あの時の再現をしている心地になったのだろうか、私は安心していて油断していた。
鍵盤に置かれた彼の手の甲に、手を添えて気づいた。
彼の手は私よりも大きくなっていた。骨張っていて、もう小学生の手じゃないみたいだった。私の苦手なオクターブも余裕だろう。思わずびくっとして、そっと指を離した。


「あ……」

彼はびくっとし、視線を窓の外に移した。
沈黙が怖いのかもしれない。
強引に話題を変えてきた。




「ま、前から思ってたけど、みおのピアノってハラハラして面白いよな。」
「お、面白いって…馬鹿にしてる?」
「町内ピアノコンクールってのんびりしてて退屈だし眠いじゃんか。でもな、いっつもみおのところでちゃんと目が覚めるんだよ。だってみおは他の人より派手に弾くじゃん。だからついつい退屈なの忘れて見に行っちゃったんだよなぁ。……この冬も。」

「それ、矛盾してない?て、え」


──思わず、今まで意図的に逸らしていた目を向けた。そのとき初めて気づいた。彼と二人きりになるのは、手紙渡して、紙切れをもらってから初めてのことだったのだ。



「……め、目が覚める?」
「知らない?いつもみおが一番楽しそうに弾いてるんだよ。止まってもつっかえても、迫力があって全然飽きないの」



それは入賞しなきゃとか、そんなプレッシャーがないからかもしれない。
ただし、それは譜面通りに弾いていないということでもあり、ピアノコンクールにおいてはマイナスポイントでしかないのだけど。

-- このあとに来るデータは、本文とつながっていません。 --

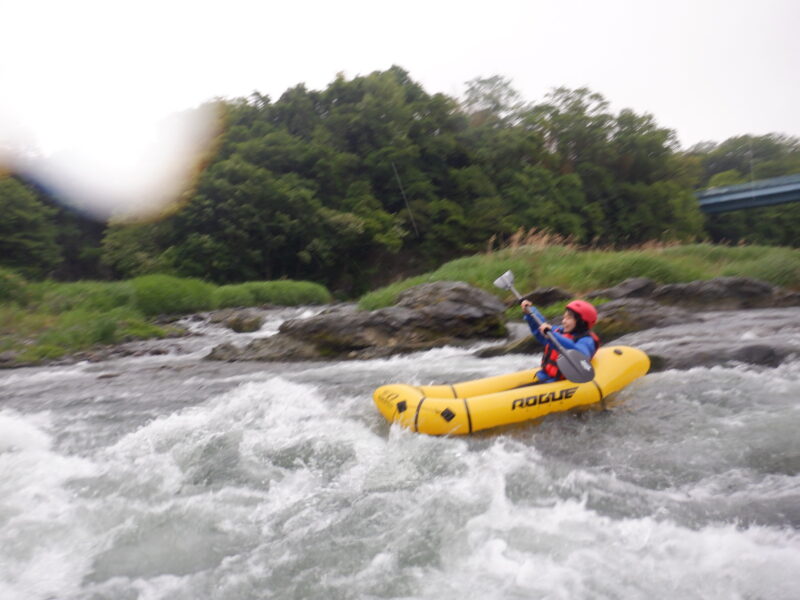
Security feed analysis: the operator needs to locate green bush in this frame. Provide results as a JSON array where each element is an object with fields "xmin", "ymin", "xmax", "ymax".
[
  {"xmin": 0, "ymin": 267, "xmax": 30, "ymax": 306},
  {"xmin": 213, "ymin": 284, "xmax": 258, "ymax": 308},
  {"xmin": 33, "ymin": 281, "xmax": 133, "ymax": 313},
  {"xmin": 131, "ymin": 275, "xmax": 215, "ymax": 316},
  {"xmin": 241, "ymin": 279, "xmax": 333, "ymax": 306}
]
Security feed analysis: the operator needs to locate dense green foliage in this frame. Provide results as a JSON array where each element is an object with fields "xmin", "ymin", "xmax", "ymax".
[
  {"xmin": 359, "ymin": 244, "xmax": 800, "ymax": 310},
  {"xmin": 0, "ymin": 175, "xmax": 61, "ymax": 277},
  {"xmin": 0, "ymin": 67, "xmax": 800, "ymax": 292}
]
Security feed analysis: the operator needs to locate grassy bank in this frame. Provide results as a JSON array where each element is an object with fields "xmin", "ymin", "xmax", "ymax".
[
  {"xmin": 359, "ymin": 244, "xmax": 800, "ymax": 310},
  {"xmin": 0, "ymin": 269, "xmax": 331, "ymax": 365}
]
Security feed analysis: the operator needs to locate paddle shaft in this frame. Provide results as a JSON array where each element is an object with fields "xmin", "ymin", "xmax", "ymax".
[{"xmin": 509, "ymin": 284, "xmax": 585, "ymax": 373}]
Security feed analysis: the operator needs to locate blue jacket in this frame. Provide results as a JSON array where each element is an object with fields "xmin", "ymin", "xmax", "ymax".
[{"xmin": 523, "ymin": 306, "xmax": 597, "ymax": 383}]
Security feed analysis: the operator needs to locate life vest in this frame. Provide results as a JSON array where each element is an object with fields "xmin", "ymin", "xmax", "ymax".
[{"xmin": 542, "ymin": 327, "xmax": 600, "ymax": 379}]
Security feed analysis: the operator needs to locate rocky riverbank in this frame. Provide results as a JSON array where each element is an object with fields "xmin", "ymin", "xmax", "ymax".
[{"xmin": 207, "ymin": 277, "xmax": 800, "ymax": 369}]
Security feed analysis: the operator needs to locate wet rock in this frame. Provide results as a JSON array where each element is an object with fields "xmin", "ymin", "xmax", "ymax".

てか、何。退屈とか言うならなんで毎回観に来るの?その言い方にカチンと来た。
しかも楽しそうに弾いてるって。……嘘だよ。いつも先生やママに叱られてばっかりなんだよ。急にそんな褒めないでよ。
私のピアノはどう彼に映ってるの?



いつもこう。
心が揺れ動いて、こうやって揺さぶりにかけられてきた。
でも、私は彼の本心が知りたい。
───ねぇ本当は何考えてるの?
溜めていた思いが、胸から上がってきて、
決壊した。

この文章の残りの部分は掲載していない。